Why would you think that?  It has never been so.

1> V = <<>>.
<<>>
2> V =:= term_to_binary(binary_to_term(V)).
** exception error: bad argument
     in function  binary_to_term/1
        called as binary_to_term(<<>>)
3> 

>  I'm sure there are cases that can be constructed that violate
> that, but in general I expect things going through the external term
> format to come back identical.

That's a DIFFERENT expression:

T =:= binary_to_term(term_to_binary(T)).

> That could surely be a misinterpretation, but in my experience the
> "to_term" connotation denotes something more than an "encoding".

What experience are you talking about here?
The only "to_term" function I can find in stdlib or kernel is
binary_to_term/1, which is not total, and is nothing other than
a decoding.
> 
> An alternative way to put it would be that not everyone knows the
> Prolog history. I see what term_to_binary does, and I wouldn't blame
> people for being misguided by a "term_to_json".

term_to_binary/1 is total, and is nothing more than an encoding.

atom_to_binary/2 is not in principle total, and is nothing more than
an encoding.

atom_to_list/1 is total, and is nothing more than encoding.

binary_to_atom/2 is not total, and is nothing more than a decoding.

binary_to_list/1 is total.
list_to_binary/1 is not.

binary_to_term/2 is not total.

float_to_list/1 is total (on floats), but
list_to_float/1 is not.

integer_to_list/[1,2] are total (on integers), but
list_to_integer/[1,2] are not.

erlang:ref_to_list/1 doesn't have a documented
erlang:list_to_ref/1, and trying it, there doesn't
seem to be an undocumented one either. 

and so it goes.  "_to_" does not, *IN ERLANG*, connote isomorphism
or totality or anything other than some sort of partial one-way
conversion.

>>> For instance, consider pattern matching a term returned from
>>> json:decode.
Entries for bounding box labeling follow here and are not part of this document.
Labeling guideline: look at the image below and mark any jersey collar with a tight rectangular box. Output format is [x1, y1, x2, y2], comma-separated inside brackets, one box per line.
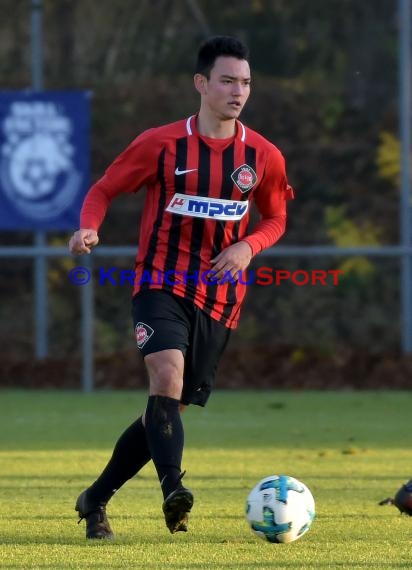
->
[186, 115, 246, 142]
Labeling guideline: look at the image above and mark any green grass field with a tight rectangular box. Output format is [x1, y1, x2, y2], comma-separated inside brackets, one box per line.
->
[0, 391, 412, 570]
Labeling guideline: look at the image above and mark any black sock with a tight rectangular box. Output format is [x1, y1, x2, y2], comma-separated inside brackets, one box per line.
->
[87, 417, 151, 503]
[145, 396, 184, 498]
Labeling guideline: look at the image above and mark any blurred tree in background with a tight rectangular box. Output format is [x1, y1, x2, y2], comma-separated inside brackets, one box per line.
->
[0, 0, 399, 362]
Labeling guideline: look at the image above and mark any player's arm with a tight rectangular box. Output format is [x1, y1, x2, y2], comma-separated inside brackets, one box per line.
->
[211, 149, 293, 279]
[242, 149, 294, 256]
[69, 129, 156, 255]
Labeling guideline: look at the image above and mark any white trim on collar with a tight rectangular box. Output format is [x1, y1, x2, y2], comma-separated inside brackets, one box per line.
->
[238, 121, 246, 142]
One of the proposals is to convert keys to atoms when
>>> they can be converted. This means your return value might have some
>>> keys as binaries and some as atoms.
>> 
>> And if you have an atom in a pattern, that key will be that atom.
> 
> Sure, but how do you write your pattern matching and guards?

In the usual way.  

> Including
> a "is_atom" guard could cause functions to fail unexpectedly if
> someone sent a unicode string. How do you explain to someone not
> familiar with the situation why a key isn't an atom in that case?
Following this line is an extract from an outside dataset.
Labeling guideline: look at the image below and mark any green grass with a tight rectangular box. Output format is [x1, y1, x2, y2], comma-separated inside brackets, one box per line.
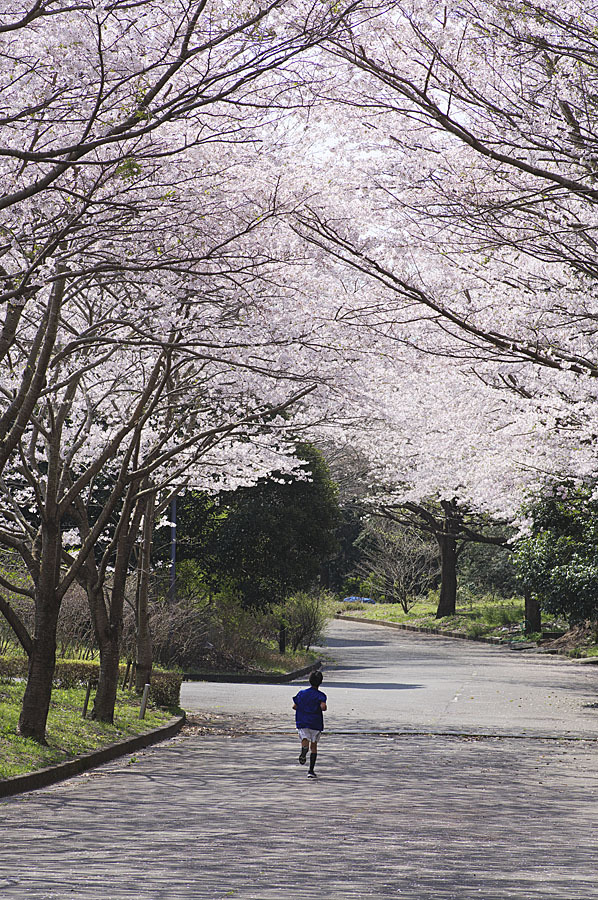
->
[0, 683, 173, 778]
[339, 593, 524, 640]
If someone isn't familiar with the situation, why do they want to
know, and would they understand the explanation if offered one?
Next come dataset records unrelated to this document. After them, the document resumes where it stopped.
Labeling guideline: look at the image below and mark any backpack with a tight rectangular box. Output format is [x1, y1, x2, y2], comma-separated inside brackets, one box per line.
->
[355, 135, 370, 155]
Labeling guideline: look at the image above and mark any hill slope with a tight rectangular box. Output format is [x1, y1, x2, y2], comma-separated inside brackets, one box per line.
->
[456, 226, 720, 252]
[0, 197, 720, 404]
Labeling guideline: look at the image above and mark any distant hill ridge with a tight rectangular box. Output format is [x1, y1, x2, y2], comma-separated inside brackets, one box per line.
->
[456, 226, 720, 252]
What I am saying is that IF you write a pattern containing
explicit atoms AND you ask for keys to be converted using
list_to_explicit_atom/1 THEN you won't get any nasty surprises.
Keys that you DON'T mention might arrive as atoms or might
not, but if you knew enough about them to care, you would
mention them somewhere in your program, and there would be no
problem.

Again, if you are thinking of JSON in terms of *protocols*, this is
a good approach.  If you are thinking of JSON in terms of data for
a data base, not so.  But neither of these views should be privileged
over the other, which is why the EEP offers more than one approach.